I had a stroke just under 4 years ago! Within this time I’ve had another 4 mini strokes! I recognise the way you feel! I must stress I am walking around like I am fine! I had a thrombolysis procedure within 3 hours of the onset of my stroke. It did make recovery quicker but the subsequent TIA’s pushed me back awhile each time. I’ve conquered that I hope! But the brain fog, the rewiring of my brain is a hidden fight! Where once I was outgoing and a wiz in performance, not scared of playing etc on stage with a band and fronting them too, now full of anxiety and wary of such performances! My goal now is to get back to what I love doing best! But the brain fog, that hidden disability (which isn’t classed as a disability) needs its time to let me be!

Is that a typo Bobbi, or a purposeful slip, as I spend most of my life straying, or did you intend to write stay, or was it stay?

A newsreader might be my perfect job. If I am sitting, and talking, I may appear like anyone else, but as soon as I have to go about doing stuff, that’s when the cookie crumbles.

Amazingly described…thanks for your insights…exactly how I feel.

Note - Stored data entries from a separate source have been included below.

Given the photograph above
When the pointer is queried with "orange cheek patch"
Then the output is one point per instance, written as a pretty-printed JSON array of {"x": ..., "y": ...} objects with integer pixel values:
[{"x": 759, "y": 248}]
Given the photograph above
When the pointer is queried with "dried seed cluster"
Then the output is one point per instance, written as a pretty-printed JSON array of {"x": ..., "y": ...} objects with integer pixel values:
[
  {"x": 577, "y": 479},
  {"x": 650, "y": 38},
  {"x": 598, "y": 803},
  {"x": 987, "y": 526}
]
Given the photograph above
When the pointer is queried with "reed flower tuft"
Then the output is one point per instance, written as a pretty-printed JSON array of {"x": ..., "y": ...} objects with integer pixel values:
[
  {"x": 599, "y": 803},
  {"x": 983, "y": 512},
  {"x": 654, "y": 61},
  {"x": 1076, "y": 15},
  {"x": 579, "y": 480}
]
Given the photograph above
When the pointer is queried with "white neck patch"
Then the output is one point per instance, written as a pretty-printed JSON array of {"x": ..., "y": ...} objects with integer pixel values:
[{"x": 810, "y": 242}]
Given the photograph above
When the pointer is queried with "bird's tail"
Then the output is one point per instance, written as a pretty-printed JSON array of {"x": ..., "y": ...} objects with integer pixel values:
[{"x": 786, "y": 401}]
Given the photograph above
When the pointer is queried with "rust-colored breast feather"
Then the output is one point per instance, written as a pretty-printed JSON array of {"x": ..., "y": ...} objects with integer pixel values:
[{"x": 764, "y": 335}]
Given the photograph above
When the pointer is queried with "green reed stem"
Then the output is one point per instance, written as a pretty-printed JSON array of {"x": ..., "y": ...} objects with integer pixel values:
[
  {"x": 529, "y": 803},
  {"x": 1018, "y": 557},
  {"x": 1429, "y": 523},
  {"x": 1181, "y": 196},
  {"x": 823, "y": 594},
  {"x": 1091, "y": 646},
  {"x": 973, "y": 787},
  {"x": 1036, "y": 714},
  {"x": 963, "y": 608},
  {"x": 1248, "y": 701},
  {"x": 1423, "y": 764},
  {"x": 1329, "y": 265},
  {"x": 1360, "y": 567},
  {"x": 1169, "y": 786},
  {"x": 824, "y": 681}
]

Very helpful to read this …thank you. Wishing you well
Jacinta

The everlasting cough is all around at the moment, I’ve had it, my wife has it bad, I got on a bus yesterday and half the passengers were coughing. When the warmer weather arrives it should hopefully fade away.
I’m always amazed that people generally know so little about strokes. I suppose in fairness I was no different until it happened to me. When I try to explain what’s happened the response is often “I didn’t know that” Education is the answer but most folks don’t like to think it might happen to them. I never even considered myself a potential victim. When at 65 I had the aortic aneurysm scan I was told that my results were much better than average, so I wrongly assumed that the rest of my plumbing was also in good shape. Why they don’t include a carotid artery scan is a mystery but it would certainly detect a lot of potential strokes.
It’s always interesting to hear what’s happening to other survivors. It helps to know what obstacles are strewn on the path to recovery. It also helps to lift my often flagging spirits to hear how people face up to and overcome the challenges of sailing in this boat we share. It takes immense strength sometimes to deal with the disabilities we have had placed on our shoulders. Both visible and invisible.
Thanks to everybody who adds their learned experience to these threads.

@Rups agree. Some people seem to take issue with, or deny use of the term ‘brain damage’ for the reasons you stated. I have no idea why because Stroke is an Aquired Brain Injury (ABI), as opposed to a Traumatic one (TBI) as a result of say a road traffic incident. Then there are those who judge whether you brought it on yourself or it just happened one day. I mean I get the argument it you smoked 40 a day or had McDonalds deliveroo on repeat order. However most of us are not doing that. The damage and effects are ultimately a roll of the dice among all of us. We all have to live with it and that is what we have in common.

There isn’t a day that goes by that I am not reminded of (or see on this forum) the life changing and life enduring effect of a Stroke physically, mentally, emotionally and psychologically. Sometimes they are in synch, sometimes they are at war. Each day is different. It is a marathon of life learning, commitment and acceptance. New symptoms emerge and you put your internal Code Red on notice. Then it goes away and you decide maybe you don’t need to update your Will…just yet.

I am cautious about personally sharing too much here these days sadly as posts and comments are visible to the public (ie. non forum members). However, I wanted to say you are not alone.

This forum is a life line when you are just floating in your life (jacket) or feel alone, lost at sea. We are the flashing beacon day and night. We are always here.